Commercial Division Blog

Posted: November 12, 2017 / Categories Commercial, Jurisdiction, Forum Non Conveniens

Court Decides Forum Non Conveniens Motion Without Deciding Personal Jurisdiction Issues

On October 30, 2017, Justice Friedman of the New York County Commercial Division issued a decision in Estate of Kainer v. UBS AG, a Swiss Corp., 2017 NY Slip Op. 32316(U), deciding a forum non conveniens motion without first determining whether the court had jurisdiction over the moving defendant, explaining:

As a threshold matter, the parties dispute whether this court must determine the claims of lack of personal jurisdiction, asserted by defendants UBS AG, the Foundation, and Kircher, before the court entertains these defendants' motion to dismiss on the ground of forum non conveniens. In Sinochem International Co. Ltd. v. Malaysia International Shipping Corp, . . . the Supreme Court held that a court is not required to determine whether it has personal jurisdiction over the defendant before dismissing an action based on the common law forum non conveniens doctrine, The Court reasoned that because a forum non conveniens dismissal is not a dismissal on the merits, a court may choose among threshold non-merits grounds for dismissal. The Court further held, however, that judicial economy and the consideration ordinarily accorded the plaintiff's choice of forum favor the court's determination of the jurisdictional issue first, if the determination can readily be made and will involve no arduous inquiry. In contrast, where personal jurisdiction is difficult to determine, and forum non conveniens considerations weigh heavily in favor of dismissal, the court properly takes the less burdensome course and may dismiss the action without a prior jurisdictional determination.

In New York, there are two long-standing, conflicting lines of authority on this threshold issue, The first holds that the court must address the jurisdictional issue before deciding whether dismissal is warranted based on the forum non conveniens doctrine because, if a court lacks jurisdiction over a defendant, it is without power to issue a binding forum non conveniens ruling as to that defendant. The second holds that a court presuming, without deciding jurisdiction, may address the issue of whether the action should be dismissed on the forum non conveniens ground.

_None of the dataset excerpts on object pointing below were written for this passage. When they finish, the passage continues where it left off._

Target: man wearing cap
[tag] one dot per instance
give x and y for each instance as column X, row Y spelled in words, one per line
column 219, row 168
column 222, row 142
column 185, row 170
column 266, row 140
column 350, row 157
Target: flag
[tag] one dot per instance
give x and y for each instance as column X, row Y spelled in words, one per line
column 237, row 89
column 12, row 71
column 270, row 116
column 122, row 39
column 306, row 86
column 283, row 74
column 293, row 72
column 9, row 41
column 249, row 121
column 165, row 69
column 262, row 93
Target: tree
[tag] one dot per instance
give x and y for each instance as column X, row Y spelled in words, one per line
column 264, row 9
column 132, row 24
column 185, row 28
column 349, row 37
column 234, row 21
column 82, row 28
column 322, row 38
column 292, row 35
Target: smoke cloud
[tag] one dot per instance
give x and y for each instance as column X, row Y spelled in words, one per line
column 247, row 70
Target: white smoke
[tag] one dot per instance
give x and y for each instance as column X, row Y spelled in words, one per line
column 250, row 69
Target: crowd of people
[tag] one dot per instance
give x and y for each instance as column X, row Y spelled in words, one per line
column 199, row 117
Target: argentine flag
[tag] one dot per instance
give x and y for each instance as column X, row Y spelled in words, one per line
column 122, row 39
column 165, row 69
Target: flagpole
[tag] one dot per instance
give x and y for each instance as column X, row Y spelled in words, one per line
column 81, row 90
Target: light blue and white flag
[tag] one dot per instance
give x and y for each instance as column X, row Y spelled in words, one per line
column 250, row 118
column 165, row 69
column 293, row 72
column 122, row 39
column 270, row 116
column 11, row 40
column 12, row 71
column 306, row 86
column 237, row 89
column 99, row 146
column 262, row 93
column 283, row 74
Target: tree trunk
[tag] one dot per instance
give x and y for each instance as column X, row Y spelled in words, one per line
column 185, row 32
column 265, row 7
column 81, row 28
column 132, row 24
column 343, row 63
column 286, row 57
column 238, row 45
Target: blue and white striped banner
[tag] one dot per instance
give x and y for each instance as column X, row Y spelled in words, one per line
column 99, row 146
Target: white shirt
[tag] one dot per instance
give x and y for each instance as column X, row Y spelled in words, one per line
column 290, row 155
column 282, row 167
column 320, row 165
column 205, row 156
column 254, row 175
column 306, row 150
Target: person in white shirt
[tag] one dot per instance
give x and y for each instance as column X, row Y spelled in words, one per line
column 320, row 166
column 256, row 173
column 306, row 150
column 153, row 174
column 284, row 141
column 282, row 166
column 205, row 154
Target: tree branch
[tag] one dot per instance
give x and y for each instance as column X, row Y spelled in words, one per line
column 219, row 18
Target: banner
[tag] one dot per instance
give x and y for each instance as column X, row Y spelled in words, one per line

Although the weight of appellate authority in this Department requires a court to address jurisdictional issues before undertaking a forum non conveniens analysis, the Appellate Division decisions do not discuss the reasoning of Sinochem and do not discuss the conflicting lines of authority. Based on a close reading of the cases, this court finds that the lines of authority do not appear to be reconcilable based on factual differences. The Court of Appeals has not addressed the issue, although dictum in a pre-Sinochem decision stated that the doctrine of forum non conveniens is inapplicable unless personal jurisdiction has been obtained. Absent binding authority to the contrary, the court follows the second line of cases and Sinochem, which the court finds to be
more persuasive.

(Internal quotations and citations omitted). The court went on to grant the motion to dismiss based on forum non conveniens.